As I am finding through my immersion in Nancy MacLean’s Democracy in Chains, one of the things that the Koch brothers recognized (much as Naomi Klein did in The Shock Doctrine (was that there was or is no way that their Neo-Liberal agenda could be forwarded by democratic means. There was/is simply no way you could convince the majority of the voter pool that the best way to go is to give the 1% of our population everything they want. Therefore, as David Koch argued, the only way to go about it is to manipulate the “rules of the game” and exploit the technology available to them via their financial resources and the think tanks those resources created.
(And yes: these people are that dangerous, far more so than the what-about-ism aimed at the left. I mean how much influence does PETA and Vegan societies really have on our political process?)
The thing we have to understand here, though, is that the technology Koch is talking about also involves the language games at work in our political discourses. It basically comes down to doxa or socially programmed responses to socially programmed cues. Take, for instance, the term “liberty”. Sounds liberal and reasonable enough; right? However, when this term is used by the right, what it almost always means is the liberty to exploit others for their own gain. In fact, this very term was used in the Antebellum south by John C. Calhoun to defend the rights of plantation owners to have slaves. And in the context of modern Capitalism, it is used to maintain the right of oligarchs to keep accumulating wealth and power, even if it comes at the expense of the liberty of others.

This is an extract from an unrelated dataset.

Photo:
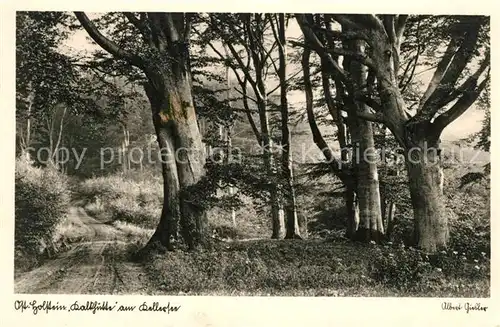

And I bring this up because I think it about time for Democrats to start taking a few pointers from the right-wing playbook and start taking back a few of the terms they claim to have some monopoly on –including those that the right shamelessly stole from progressives in the first place. They need to make clear that the right does NOT have a monopoly on terms like “liberty” or even “self determinism”. In fact, the right doesn’t even have respectable claim to a respect for market forces. We all know that the market economy can be a useful tool. But that’s the difference: we see it as a tool whereas the right sees it as some kind of religion or grand narrative.